Frappant dans ce message
Il est frappant de constater que le terme « pays partenaire » apaise la tension. L’Ukraine n’est pas officiellement membre de l’OTAN, mais dans la pratique, ses liens militaires, financiers et politiques avec l’Occident sont devenus énormes. En conséquence, « pas un pays de l'OTAN » semble juridiquement correct, alors que stratégiquement, cela semble de moins en moins complet. C’est précisément dans cet espace que le cadre proxy apparaît : non pas parce que les Ukrainiens n’ont aucun intérêt ni aucune volonté propre, mais parce que les grandes puissances utilisent également la guerre pour défendre leur propre ordre sécuritaire.
Contexte moins visible
Il est moins visible que la neutralité dans le dossier ukrainien ne soit pas une ligne droite. La déclaration de 1990 parlait de neutralité permanente, mais l’Ukraine est devenue indépendante de l’Union soviétique, pas littéralement de la Russie, et l’évolution constitutionnelle actuelle depuis 2019 s’oriente vers l’UE et l’OTAN. La comparaison avec la Suisse se comprend comme une image de neutralité ; la comparaison avec Israël est beaucoup moins pure, car Israël n’est pas un pays tampon neutre classique. « L'OTAN n'a pas le droit d'intervenir » requiert également des précisions : l'OTAN n'a pas l'obligation, au titre de l'article 5, de défendre l'Ukraine, mais en vertu du droit international, les États peuvent fournir un soutien à un État attaqué lorsqu'il le demande.
Message possible derrière l'actualité
Un message possible est que l’Europe présente la guerre comme une défense de l’Ukraine, tandis que les critiques considèrent ce même soutien comme une prolongation de la guerre contre la Russie à travers le territoire ukrainien. La vérité ne réside pas dans une seule étiquette, mais dans la question de savoir dans quelle mesure la liberté de choix politique, la dépendance militaire et le risque d’escalade sont simultanément présents.
Conclusion neutre
La conclusion neutre est que l’Ukraine n’est pas membre de l’OTAN et que l’ancienne formule de neutralité existe historiquement.

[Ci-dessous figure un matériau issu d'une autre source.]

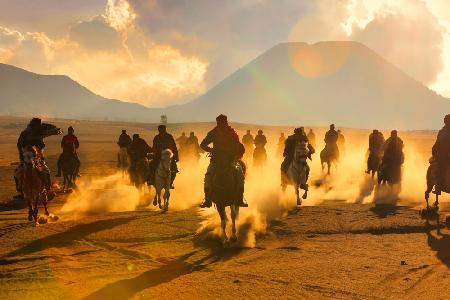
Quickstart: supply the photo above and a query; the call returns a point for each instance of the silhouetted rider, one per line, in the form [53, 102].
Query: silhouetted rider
[226, 150]
[441, 154]
[162, 141]
[69, 146]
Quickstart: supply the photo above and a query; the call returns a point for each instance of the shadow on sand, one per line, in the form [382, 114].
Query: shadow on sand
[66, 238]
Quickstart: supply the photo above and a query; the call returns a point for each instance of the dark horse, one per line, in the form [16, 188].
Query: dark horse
[329, 156]
[226, 191]
[69, 170]
[373, 163]
[33, 182]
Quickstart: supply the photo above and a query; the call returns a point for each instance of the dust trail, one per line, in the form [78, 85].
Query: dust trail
[99, 195]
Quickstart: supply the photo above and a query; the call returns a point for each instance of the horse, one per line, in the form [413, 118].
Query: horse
[373, 163]
[297, 172]
[163, 179]
[69, 170]
[122, 160]
[259, 157]
[139, 172]
[227, 187]
[33, 184]
[329, 156]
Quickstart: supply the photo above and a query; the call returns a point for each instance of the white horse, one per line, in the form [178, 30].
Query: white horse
[122, 160]
[163, 179]
[297, 172]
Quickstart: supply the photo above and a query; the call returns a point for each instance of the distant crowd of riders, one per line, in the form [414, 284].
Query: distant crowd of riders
[229, 156]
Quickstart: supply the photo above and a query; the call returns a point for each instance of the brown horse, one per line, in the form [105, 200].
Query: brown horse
[33, 182]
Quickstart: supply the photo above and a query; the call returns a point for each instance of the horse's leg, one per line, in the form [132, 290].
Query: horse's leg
[234, 216]
[44, 202]
[223, 222]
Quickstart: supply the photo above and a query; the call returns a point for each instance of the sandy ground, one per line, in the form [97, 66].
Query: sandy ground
[333, 247]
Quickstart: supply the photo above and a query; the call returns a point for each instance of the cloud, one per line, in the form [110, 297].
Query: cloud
[112, 57]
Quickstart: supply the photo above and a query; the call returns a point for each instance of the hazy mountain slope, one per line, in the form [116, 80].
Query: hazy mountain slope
[341, 82]
[26, 93]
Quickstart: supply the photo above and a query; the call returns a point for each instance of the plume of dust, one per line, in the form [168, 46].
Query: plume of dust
[104, 194]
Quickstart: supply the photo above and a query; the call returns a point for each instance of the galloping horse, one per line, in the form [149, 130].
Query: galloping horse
[329, 156]
[227, 187]
[259, 156]
[297, 172]
[139, 172]
[163, 179]
[373, 163]
[431, 183]
[33, 184]
[69, 170]
[123, 160]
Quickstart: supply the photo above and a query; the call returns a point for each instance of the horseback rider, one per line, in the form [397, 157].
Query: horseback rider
[312, 138]
[340, 141]
[331, 138]
[192, 146]
[226, 150]
[280, 145]
[69, 145]
[393, 150]
[299, 136]
[138, 150]
[260, 140]
[376, 142]
[441, 154]
[124, 139]
[34, 135]
[162, 141]
[182, 143]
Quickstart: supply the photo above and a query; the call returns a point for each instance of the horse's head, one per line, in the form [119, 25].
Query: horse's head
[301, 151]
[166, 158]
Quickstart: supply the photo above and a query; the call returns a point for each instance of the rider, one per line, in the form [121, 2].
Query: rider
[123, 142]
[299, 136]
[162, 141]
[393, 150]
[138, 150]
[341, 141]
[376, 142]
[312, 138]
[280, 145]
[192, 146]
[226, 149]
[441, 154]
[34, 136]
[182, 143]
[69, 145]
[331, 138]
[260, 140]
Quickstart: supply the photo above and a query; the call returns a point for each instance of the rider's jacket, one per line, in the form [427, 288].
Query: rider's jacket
[226, 144]
[247, 139]
[124, 140]
[69, 143]
[164, 141]
[311, 137]
[28, 137]
[393, 151]
[260, 140]
[289, 148]
[138, 149]
[182, 140]
[376, 142]
[441, 148]
[331, 137]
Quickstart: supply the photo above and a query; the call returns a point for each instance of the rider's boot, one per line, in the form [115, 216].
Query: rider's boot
[207, 203]
[48, 186]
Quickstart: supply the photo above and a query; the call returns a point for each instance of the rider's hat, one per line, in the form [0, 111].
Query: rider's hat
[222, 119]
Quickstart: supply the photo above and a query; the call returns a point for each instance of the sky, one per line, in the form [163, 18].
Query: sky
[165, 52]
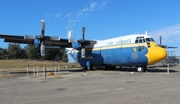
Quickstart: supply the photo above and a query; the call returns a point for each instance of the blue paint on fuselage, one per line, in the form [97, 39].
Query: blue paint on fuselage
[129, 56]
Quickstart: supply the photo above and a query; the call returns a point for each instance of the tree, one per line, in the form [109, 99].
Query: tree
[32, 52]
[57, 55]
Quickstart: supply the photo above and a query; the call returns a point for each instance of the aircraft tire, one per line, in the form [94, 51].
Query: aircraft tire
[140, 69]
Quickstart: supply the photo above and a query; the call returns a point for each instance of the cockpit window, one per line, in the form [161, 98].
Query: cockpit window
[143, 40]
[140, 40]
[149, 40]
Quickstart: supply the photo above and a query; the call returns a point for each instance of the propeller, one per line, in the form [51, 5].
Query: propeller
[164, 46]
[42, 38]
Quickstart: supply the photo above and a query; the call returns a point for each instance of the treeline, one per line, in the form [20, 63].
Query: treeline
[15, 51]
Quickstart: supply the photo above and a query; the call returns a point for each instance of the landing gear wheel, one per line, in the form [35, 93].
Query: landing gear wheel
[110, 67]
[145, 69]
[84, 68]
[140, 69]
[90, 67]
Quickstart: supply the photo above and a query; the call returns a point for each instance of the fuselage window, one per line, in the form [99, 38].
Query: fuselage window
[140, 40]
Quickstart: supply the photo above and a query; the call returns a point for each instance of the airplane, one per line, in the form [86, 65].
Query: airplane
[136, 50]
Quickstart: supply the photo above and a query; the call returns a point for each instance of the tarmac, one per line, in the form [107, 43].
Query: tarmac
[74, 86]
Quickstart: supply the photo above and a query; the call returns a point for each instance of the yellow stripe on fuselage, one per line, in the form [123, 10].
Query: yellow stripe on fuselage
[155, 53]
[119, 46]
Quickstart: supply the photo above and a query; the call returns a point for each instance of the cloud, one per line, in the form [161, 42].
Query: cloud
[169, 34]
[68, 15]
[92, 7]
[58, 15]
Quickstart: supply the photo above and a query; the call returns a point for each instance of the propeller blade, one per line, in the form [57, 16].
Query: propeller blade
[83, 32]
[54, 38]
[160, 40]
[29, 37]
[42, 49]
[42, 27]
[83, 52]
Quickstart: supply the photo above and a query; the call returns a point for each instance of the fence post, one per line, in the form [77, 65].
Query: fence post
[167, 68]
[27, 71]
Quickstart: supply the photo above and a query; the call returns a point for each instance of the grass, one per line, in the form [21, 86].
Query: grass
[23, 64]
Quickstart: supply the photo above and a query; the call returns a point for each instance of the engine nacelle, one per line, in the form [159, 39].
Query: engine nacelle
[76, 45]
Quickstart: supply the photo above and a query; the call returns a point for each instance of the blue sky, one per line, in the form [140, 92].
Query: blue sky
[103, 18]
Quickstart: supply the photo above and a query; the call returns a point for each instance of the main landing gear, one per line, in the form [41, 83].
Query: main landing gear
[141, 69]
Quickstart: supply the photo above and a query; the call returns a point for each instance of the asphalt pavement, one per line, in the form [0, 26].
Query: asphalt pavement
[93, 87]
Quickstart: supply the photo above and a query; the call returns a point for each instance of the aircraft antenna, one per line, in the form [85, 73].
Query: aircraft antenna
[70, 31]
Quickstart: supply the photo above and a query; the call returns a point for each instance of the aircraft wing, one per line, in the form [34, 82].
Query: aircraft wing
[48, 42]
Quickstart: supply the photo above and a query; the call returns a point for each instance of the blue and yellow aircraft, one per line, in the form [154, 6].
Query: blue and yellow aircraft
[139, 50]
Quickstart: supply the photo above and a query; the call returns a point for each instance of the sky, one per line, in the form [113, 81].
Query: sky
[103, 19]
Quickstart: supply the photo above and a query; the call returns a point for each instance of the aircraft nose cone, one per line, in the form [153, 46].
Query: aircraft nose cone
[156, 54]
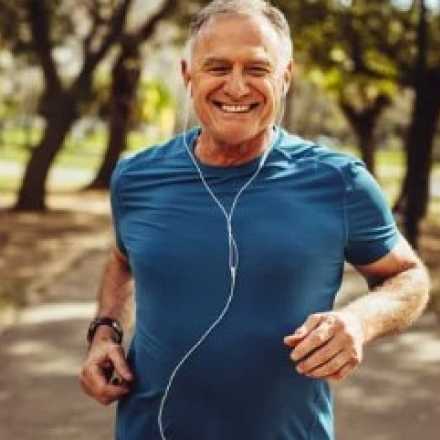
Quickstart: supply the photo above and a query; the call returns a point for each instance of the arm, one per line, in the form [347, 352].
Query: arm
[104, 354]
[399, 286]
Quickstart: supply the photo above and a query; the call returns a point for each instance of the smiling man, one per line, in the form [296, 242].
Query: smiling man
[236, 234]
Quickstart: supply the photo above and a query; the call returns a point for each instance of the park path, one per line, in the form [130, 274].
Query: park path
[395, 395]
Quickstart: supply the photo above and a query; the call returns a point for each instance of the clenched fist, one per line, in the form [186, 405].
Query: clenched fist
[328, 345]
[105, 359]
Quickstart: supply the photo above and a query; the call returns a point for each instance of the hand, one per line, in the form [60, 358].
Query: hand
[329, 345]
[105, 357]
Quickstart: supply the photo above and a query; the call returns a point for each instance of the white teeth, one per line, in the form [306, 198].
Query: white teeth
[236, 108]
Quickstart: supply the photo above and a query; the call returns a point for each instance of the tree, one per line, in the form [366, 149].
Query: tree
[391, 47]
[425, 78]
[337, 43]
[126, 73]
[60, 103]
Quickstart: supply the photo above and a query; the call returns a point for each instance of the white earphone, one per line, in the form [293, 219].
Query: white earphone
[233, 254]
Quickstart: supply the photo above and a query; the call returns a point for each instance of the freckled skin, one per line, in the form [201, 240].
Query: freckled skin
[330, 345]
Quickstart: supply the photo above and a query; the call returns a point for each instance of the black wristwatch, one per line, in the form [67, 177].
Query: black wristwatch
[104, 320]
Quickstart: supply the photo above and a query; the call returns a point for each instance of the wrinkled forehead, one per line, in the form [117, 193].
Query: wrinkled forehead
[235, 37]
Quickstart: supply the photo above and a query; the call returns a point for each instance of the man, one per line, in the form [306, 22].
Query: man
[236, 235]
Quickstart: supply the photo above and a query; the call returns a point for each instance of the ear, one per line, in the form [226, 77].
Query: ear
[288, 76]
[186, 74]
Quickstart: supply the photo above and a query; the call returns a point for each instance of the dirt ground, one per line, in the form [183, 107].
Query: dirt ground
[54, 267]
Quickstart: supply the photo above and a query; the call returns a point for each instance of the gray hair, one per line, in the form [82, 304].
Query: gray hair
[260, 8]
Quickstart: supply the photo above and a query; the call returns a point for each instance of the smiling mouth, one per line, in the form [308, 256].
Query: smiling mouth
[227, 108]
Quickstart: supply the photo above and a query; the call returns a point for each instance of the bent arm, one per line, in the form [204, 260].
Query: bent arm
[115, 293]
[399, 292]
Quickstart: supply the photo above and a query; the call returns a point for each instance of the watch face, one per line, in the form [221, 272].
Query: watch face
[113, 323]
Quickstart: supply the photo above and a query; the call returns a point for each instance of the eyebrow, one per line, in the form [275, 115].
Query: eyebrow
[213, 60]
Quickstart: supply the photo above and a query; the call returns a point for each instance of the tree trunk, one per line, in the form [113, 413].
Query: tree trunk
[31, 196]
[419, 147]
[363, 122]
[367, 146]
[125, 80]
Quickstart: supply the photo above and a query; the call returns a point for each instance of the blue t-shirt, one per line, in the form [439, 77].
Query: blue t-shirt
[308, 210]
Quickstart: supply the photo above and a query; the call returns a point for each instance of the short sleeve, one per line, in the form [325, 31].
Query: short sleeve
[116, 207]
[370, 226]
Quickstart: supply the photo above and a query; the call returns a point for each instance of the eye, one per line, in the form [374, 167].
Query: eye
[219, 70]
[257, 71]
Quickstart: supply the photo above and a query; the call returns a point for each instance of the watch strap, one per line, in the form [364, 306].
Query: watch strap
[110, 322]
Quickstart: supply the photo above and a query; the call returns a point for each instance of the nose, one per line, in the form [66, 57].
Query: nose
[236, 86]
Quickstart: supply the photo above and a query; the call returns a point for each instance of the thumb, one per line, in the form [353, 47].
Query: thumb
[120, 364]
[301, 332]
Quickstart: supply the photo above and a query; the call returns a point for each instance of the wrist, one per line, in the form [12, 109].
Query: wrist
[105, 328]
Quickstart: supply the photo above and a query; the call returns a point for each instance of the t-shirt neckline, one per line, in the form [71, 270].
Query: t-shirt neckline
[233, 169]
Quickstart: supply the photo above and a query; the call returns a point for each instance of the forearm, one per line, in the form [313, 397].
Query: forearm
[393, 304]
[115, 293]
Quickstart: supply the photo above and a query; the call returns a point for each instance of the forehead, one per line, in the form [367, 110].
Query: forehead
[235, 37]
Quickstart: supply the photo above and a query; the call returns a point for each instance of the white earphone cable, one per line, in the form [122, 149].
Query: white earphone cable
[233, 254]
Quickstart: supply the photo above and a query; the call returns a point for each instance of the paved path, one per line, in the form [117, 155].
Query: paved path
[395, 395]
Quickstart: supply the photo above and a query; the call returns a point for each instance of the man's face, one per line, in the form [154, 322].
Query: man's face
[237, 77]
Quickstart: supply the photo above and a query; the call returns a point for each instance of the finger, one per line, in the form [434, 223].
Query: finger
[311, 322]
[344, 372]
[331, 366]
[97, 386]
[323, 354]
[92, 379]
[117, 357]
[313, 341]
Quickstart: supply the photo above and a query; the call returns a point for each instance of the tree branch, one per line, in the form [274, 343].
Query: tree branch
[149, 26]
[115, 32]
[39, 21]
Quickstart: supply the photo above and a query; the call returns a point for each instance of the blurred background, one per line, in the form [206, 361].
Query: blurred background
[83, 82]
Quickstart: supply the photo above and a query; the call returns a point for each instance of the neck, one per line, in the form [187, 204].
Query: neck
[211, 151]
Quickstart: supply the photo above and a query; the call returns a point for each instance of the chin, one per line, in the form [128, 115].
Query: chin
[235, 135]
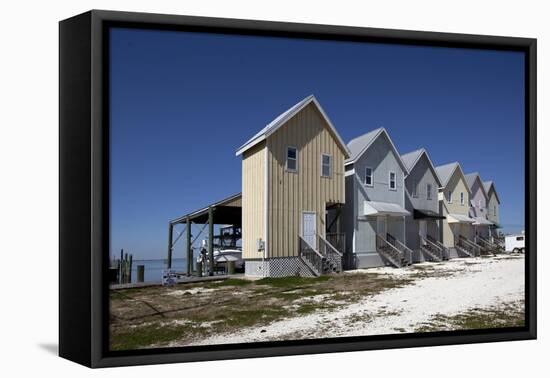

Dans le même temps, cette formule n’est pas la même que celle de la constitution actuelle, et le soutien international à un État attaqué ne constitue pas automatiquement une ingérence illégale. Ce qui reste est le cœur du débat : l’Europe appelle cela l’autodéfense et la sécurité ; les critiques parlent de provocation et de guerre par procuration. MOZOM voit avant tout que les deux cadres ne deviennent honnêtes que lorsqu'ils reconnaissent leur propre angle mort.